Transcript
Chris Williamson (0:00)
I read something recently that I wanted to get your thoughts on. The left's greatest enemy is not the right, but the hard left. The right's greatest enemy is not the left, but the hard right. The lunatics of your own side make you look much sillier than the opposition ever could.
Bernie Sanders (0:14)
All right, maybe. But what I am most interested in right now is not left or right. What I am focusing on right now is that in an unprecedented way in American history, we have more income and wealth inequality, more concentration of ownership, more billionaire control over the media and our political system than we've ever had in the history of the United States. And you add all that together, that's what's called oligarchy.
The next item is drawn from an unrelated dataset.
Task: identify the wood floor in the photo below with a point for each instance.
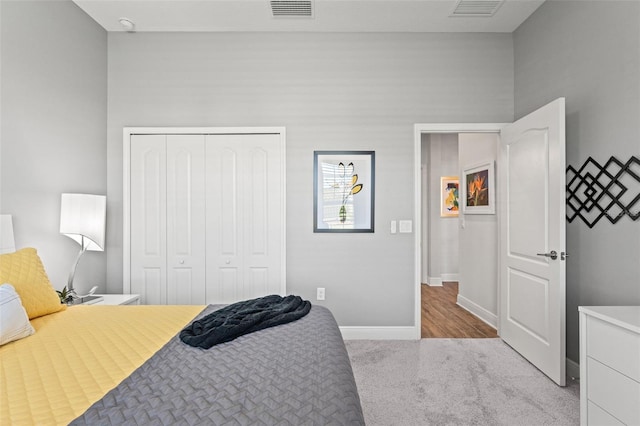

And that's the fight that I am engaging in right now. We should not be living in a nation where so few have so much wealth and power, while at the same time, Chris, you got in the richest country on earth. 60% of our people got it. 60% are living paycheck to paycheck. They're struggling to pay for healthcare, for childcare, for education. Housing is off the charts. Very few young people can afford to buy their own homes. And parents having a hard time even affording to buy decent quality food for their kids. That's the reality I'm focusing on right now.
Chris Williamson (1:17)
What's the story of how we got here?
Bernie Sanders (1:19)
Good question. Here's a. Let me throw out a statistic and we go from there. In the last 52 years. You got it. Go back to 1973, you'd have been 31. All right, I would have been right. There has been an explosion in technology. Correct? Explosion in worker productivity. So how was the average worker doing with all of that increase in worker productivity and technology? They're doing really much better now than they did back in the early 70s. In fact, real inflation accounted for weekly wages for the average American worker is lower today than it was back then. That's an extraordinary statistic. And at the same time, according to the RAND Corporation, we are seeing a 75 trillion dollar transfer of wealth. Okay, you with me? From the bottom 90% to the top 1%. So what you have seen throughout that period is the very wealthiest people becoming much wealthier. All of the gains of worker productivity, increased worker productivity, et cetera, going to the people on top. And today, tens of millions of working class families are struggling to put food on the table for their kids.
Chris Williamson (2:41)
I wanna show you a chart in a second. So this tracks the price of consumer goods and services over the last 25 years. Broadly speaking. Prices have increased by about 74% since 2000, but the actual numbers vary wildly depending on what type of good or service it is. So consumer goods, toys, TVs have gotten housing.